Pan y Café: Rest in peace, Fluor Tower


Drawing of Fluor Tower and students holding hands around the building with light blue background
(Lyndzi Ramos | Daily Trojan)

As silly as it sounds, if there’s one last thing I could do before I graduate, it would be to visit Fluor Tower’s sixth floor one more time. 

It was home to El Sol y La Luna, USC’s special interest Latinx community floor— where I lived my freshman year. But now, everytime I pass by the building, which will be completely demolished shortly after commencement in May, my heart breaks.

I unsurface at least one memory everytime I look at it, from taking care of drunk people in my suite’s small living room to my first surprise birthday party. Since the internal demolition has already begun, all that remains now of the home that hosted these memories are structural beams and walls. 

The building’s emptiness feels uncanny. When I look at it, it feels like someone has scooped my heart out. I want to tell passersbys who are confused about the construction that inside this empty building is where I learned who I was and who I could be. 

Fluor was my home, and I don’t say this for sentimentality’s sake, but because as a first-generation college student who fretted about the transition to college, El Sol y La Luna provided me with the comfort I needed. 

I sang along to “Mi Burrito Sabanero” with my suitemates during the holiday season. I had late-night discussions about the pressures that came with attending university and all that my parents had sacrificed to get me to USC. I shared bits of my grief, and I found that each time I opened up, there was a receiving hand on the opposite end who understood the nuances of my experiences.

While I know the community has relocated to another residential building, there is a piece of me that sees Fluor Tower as an extension of 17-going-on-18-year-old Angie who cared desperately for a place where all parts of her were validated.

When I’ve heard white women project womanhood as a monolith of experiences, I wince. Personally, I don’t want to be equated with that. Given my brown skin, native language, immigration experience, my culture, my heritage and the way my mom raised me, I am deeply uncomfortable with comparing my experience as a woman under violent systems of oppression with that of a white woman.

At the end of the day, my suite and I understood each other. We knew what it meant to be Latinas, and how that would manifest itself under a society that hypersexualizes and stereotypes us as “feisty” and “strong.” We could share our experiences with machismo, our love for our cultures and our appreciation for one another. 

Unfortunately, Fluor Tower also symbolized the larger meaning of what it means to be non-white at a predominantely white university. When the building flooded in October 2019 due to a fire sprinkler set off on the sixth floor, racist rhetoric spread on social media with messages such as ,“You can’t make tamales at 3 a.m. and then forget to turn off the microwave.”

The University did little to support those students facing discrimination, especially when such racist language targeted a safe space that students viewed as a home on campus. Even then, the only people who shared outrage at the racism were people of color. There was no white allyship or greater message sent on behalf of University administration about it. 

When I set off to write this column, I wanted to reach the Latinx community but also anyone who had ever felt as if their identities were underrepresented at USC. Taking up space in the Daily Trojan and writing about my experiences felt liberating and reassuring, especially after four years of bottling my emotions to only a shared group of people.

Before, the only space I knew to take was in the community I had built at Fluor, but now I realize that my voice needs to be amplified, if only to make someone out there — whoever you are — feel less alone. If I have done that, then I have accomplished one of the guiding principles of my journalistic integrity.

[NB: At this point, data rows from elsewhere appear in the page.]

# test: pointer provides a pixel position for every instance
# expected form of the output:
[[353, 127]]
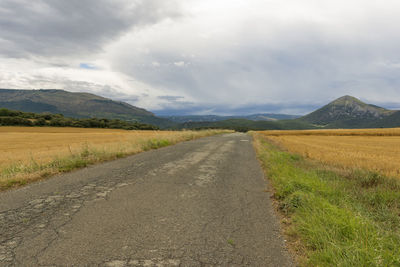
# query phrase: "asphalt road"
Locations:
[[198, 203]]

I’ve spent much of my USC experience identifying objects with milestones.

The Annenberg School for Communication and Journalism represented the beginning and death of my imposter syndrome — remember, sometimes you’ll find out that the people who the institutions have been historically designed to benefit will just turn out to be incredibly uninspiring. 

Seeley G. Mudd building’s rooftop symbolized how cool you were if you snuck up there, but also when you looked out, how beautiful Los Angeles was. The Daily Trojan newsroom is where my news judgment as a journalist was sharpened and where I learned about the potential of a newspaper’s platform. The Dr. Joseph Medicine Crow Center for International Affairs was where I saw the Guatemalan flag during summer orientation and where my parents took a photo of me before publishing it on Facebook.

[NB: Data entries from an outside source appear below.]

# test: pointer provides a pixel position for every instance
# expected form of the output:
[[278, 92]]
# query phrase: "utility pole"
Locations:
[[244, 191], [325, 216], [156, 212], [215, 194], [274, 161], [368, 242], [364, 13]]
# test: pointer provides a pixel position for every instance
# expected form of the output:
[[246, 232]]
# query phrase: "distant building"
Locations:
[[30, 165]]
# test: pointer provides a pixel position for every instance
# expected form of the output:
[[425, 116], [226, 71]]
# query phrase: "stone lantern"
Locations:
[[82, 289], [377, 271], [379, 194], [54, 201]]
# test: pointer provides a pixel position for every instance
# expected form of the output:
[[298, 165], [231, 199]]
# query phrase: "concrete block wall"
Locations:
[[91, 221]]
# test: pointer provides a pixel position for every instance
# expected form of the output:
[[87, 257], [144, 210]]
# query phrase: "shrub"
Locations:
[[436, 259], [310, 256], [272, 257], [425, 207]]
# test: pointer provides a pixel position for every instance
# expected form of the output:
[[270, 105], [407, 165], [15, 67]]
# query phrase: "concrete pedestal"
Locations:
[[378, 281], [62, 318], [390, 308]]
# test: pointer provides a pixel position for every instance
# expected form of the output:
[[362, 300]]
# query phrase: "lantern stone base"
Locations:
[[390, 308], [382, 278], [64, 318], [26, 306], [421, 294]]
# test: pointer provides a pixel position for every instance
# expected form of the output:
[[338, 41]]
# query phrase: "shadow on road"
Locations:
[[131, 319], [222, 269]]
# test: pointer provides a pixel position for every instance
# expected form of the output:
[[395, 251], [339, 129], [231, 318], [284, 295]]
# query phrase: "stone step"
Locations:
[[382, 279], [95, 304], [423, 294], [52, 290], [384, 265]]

And Fluor Tower is about freshman Angie who had no idea what the next couple of years had in store for her. All she really knew is that her parents had worked too hard for her to do badly in college, that she’d go with her friends to the McCarthy Dining Hall if the ravioli bar was on the menu and that she was unsure how someone like her could ever make a mark at USC. 

I want to tell her that I’m proud of her. And congratulations, we did it.


Angie Orellana Hernandez is a senior writing about contemporary Latinx experiences in conjunction with higher education. Her column, “Pan y Café,” ran every other Friday. She is also the Development and Recruitment Director at the Daily Trojan.